Reputation: 29
I have pandas dataframe that looks like this:
df = pd.DataFrame({'name': [0, 1, 2, 3], 'cards': [['A', 'B', 'C', 'D'],
['B', 'C', 'D', 'E'],
['E', 'F', 'G', 'H'],
['A', 'A', 'E', 'F']]})
name cards
0 ['A', 'B', 'C', 'D']
1 ['B', 'C', 'D', 'E']
2 ['E', 'F', 'G', 'H']
3 ['A', 'A', 'E', 'F']
And I'd like to create a matrix that looks like this:
name 0 1 2 3
name
0 4 3 0 1
1 3 4 1 1
2 0 1 4 2
3 1 1 2 4
Where the values are the number of items in common.
Any ideas?
Upvotes: 2
Views: 137
Reputation: 1335
By list comprehension and iterate through all pairs we can make the result:
import pandas as pd
df = pd.DataFrame({'name': [0, 1, 2, 3], 'cards': [['A', 'B', 'C', 'D'],
['B', 'C', 'D', 'E'],
['E', 'F', 'G', 'H'],
['A', 'A', 'E', 'F']]})
result=[[len(list(set(x) & set(y))) for x in df['cards']] for y in df['cards']]
print(result)
output :
[[4, 3, 0, 1], [3, 4, 1, 1], [0, 1, 4, 2], [1, 1, 2, 3]]
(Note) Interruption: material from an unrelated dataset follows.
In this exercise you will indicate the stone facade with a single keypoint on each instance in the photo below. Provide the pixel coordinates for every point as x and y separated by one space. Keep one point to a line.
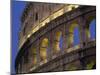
41 51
'&' is used to calculate intersection of two sets
This is exactly what you want:
import pandas as pd
df = pd.DataFrame({'name': [0, 1, 2, 3], 'cards': [['A', 'B', 'C', 'D'],
['B', 'C', 'D', 'E'],
['E', 'F', 'G', 'H'],
['A', 'A', 'E', 'F']]})
result=[[len(x)-max(len(set(y) - set(x)),len(set(x) - set(y))) for x in df['cards']] for y in df['cards']]
print(result)
output:
[[4, 3, 0, 1], [3, 4, 1, 1], [0, 1, 4, 2], [1, 1, 2, 4]]
Upvotes: 1
Reputation: 475
import pandas as pd
import numpy as np
df = pd.DataFrame([['A', 'B', 'C', 'D'],
['B', 'C', 'D', 'E'],
['E', 'F', 'G', 'H'],
['A', 'A', 'E', 'F']])
nrows = df.shape[0]
# Initialization
matrix = np.zeros((nrows,nrows),dtype= np.int64)
for i in range(0,nrows):
for j in range(0,nrows):
matrix[i,j] = sum(df.iloc[:,i] == df.iloc[:,j])
print(matrix)
[[4 1 0 0]
[1 4 0 0]
[0 0 4 0]
[0 0 0 4]]
Upvotes: 0
Reputation: 1475
Using .apply
method and lambda
we can directly get a dataframe
def func(df, j):
return pd.Series([len(set(i)&set(j)) for i in df.cards])
newdf = df.cards.apply(lambda x: func(df, x))
newdf
0 1 2 3
0 4 3 0 1
1 3 4 1 1
2 0 1 4 2
3 1 1 2 3
Upvotes: 1